The Redskins did not invent Dexter Manley, although in the NFL's lust for perfection in violence someone like him seems inevitable about now. His job titles include letters, numbers and something called "right release." Simply and brutally put, Manley is supposed to cause collisions on special teams, capsize and lobotomize. He just might be the ultimate hit man at the moment.

Manley mans each of the kick teams in a special way, but chasing punt returners seems his forte. It's what has gotten him noticed around the league in an unusual way for a rookie drafted in the fifth round. At 6 feet 3 and 245 pounds, he is both the largest fast man and the fastest large man split wide on punt coverage. Also, he is nasty enough to think the ideal no-return includes the poor soul he has planted at the spot of the catch not returning to the game.

In the preseason, teams showed their growing respect for his primitive punishment as each game progressed. The Colts and Patriots each began with one man assigned to stop him at the line of scrimmage, then brought out two interceptors and finally three.

"He was vicious," said the Pats' Don Westbrook. "I never saw a cover man so big."

Neither had punt returner Roland James, who admits that the reason for his two muffs Sunday was moving his eye from the floating football toward the thundering Manley.

"I heard him, too," James added.

Washington appreciates special-teams players as perhaps no other town in the country. Manley wants eventually to be part of the roll call of Redskin rogues that includes Jon Jaqua, Bill Malinchak, Mike Hull, Brad Dusek and the king, Rusty Tillman, crazies who would stick their face into a punter's upswinging foot if the price was right.

Manley is the logical special-teams progression. Usually, small stingers -- defensive backs -- are the release men on punt coverage, for the role demands someone fast and agile who also can tackle in the open field. The sensation of the early '70s, Jaqua, was 6 feet and 190 pounds; Manley is three inches taller, 55 pounds heavier and very likely faster.

Unlike some others, Manley is honest about his work, in a naive way. His is wicked business, survival of the fittest, dangerous, and anyone not thrilled with hurting another human need not apply. Most of the league's legal headhunters refuse to dwell on the ugliness, the acts necessary to cause five-to 10-yard losses that might get them five to 10 off the field.

What are Manley's motivations, the special-teams joys of his dreams?

"Ear-hole shots," he says. In and out of uniform, Manley pulls no punches. He will fracture the language even more than opposition runners this season. But the NFL does not covet men who can diagram sentences, just ones who can avoid serving them.

About those (side-of-the-helmet) ear-hole shots: "Hittin' somebody on the head, in the ear.
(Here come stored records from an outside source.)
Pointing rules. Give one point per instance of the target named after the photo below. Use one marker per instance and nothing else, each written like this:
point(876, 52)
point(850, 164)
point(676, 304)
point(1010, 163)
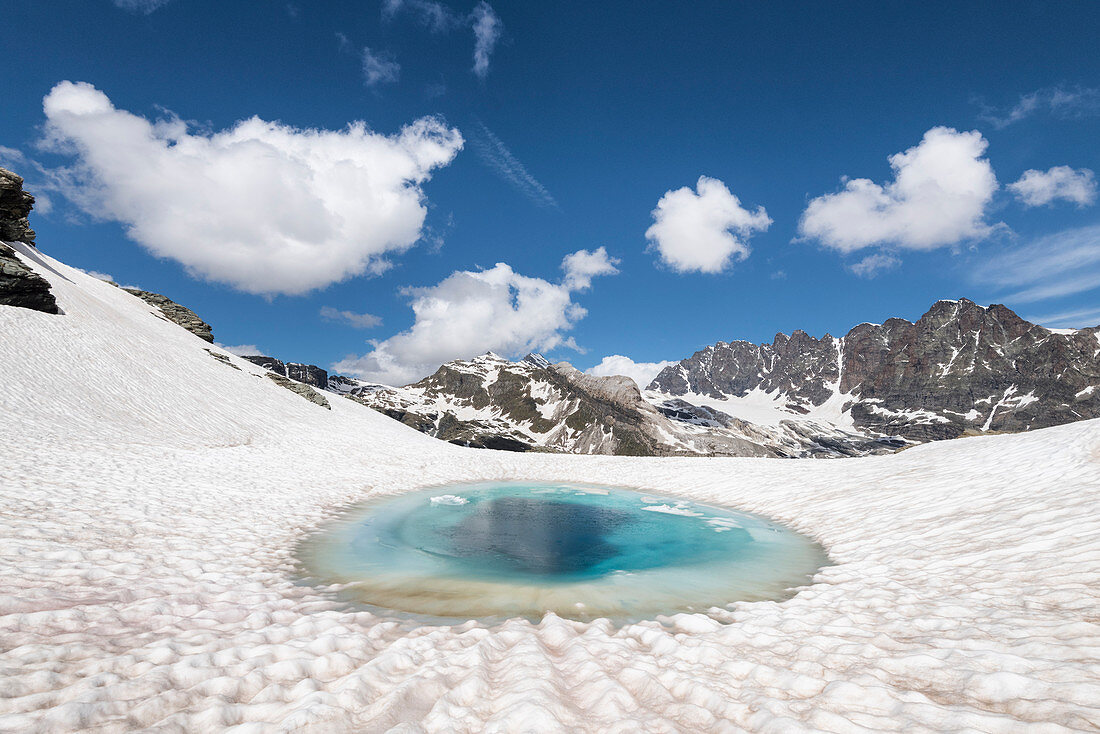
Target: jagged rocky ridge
point(490, 402)
point(176, 313)
point(960, 369)
point(19, 284)
point(306, 373)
I like to see where I can take a man out (with a block) and bust him on the head." The jarring, one-on-one tackles that leave some fans tingly and others nauseous are called, on more NFL teams than the Redskins, "going for the throat."

Wayne Sevier (pronounces Sa-VERE), the Redskin special teams coach, took one look at Manley's build, another when the watch timing him for 40 yards stopped at 4.55 seconds and all but demanded him for outside release on punt coverage. As James showed, any fanatic that size can be effective as a distraction. Dexter draws your attention.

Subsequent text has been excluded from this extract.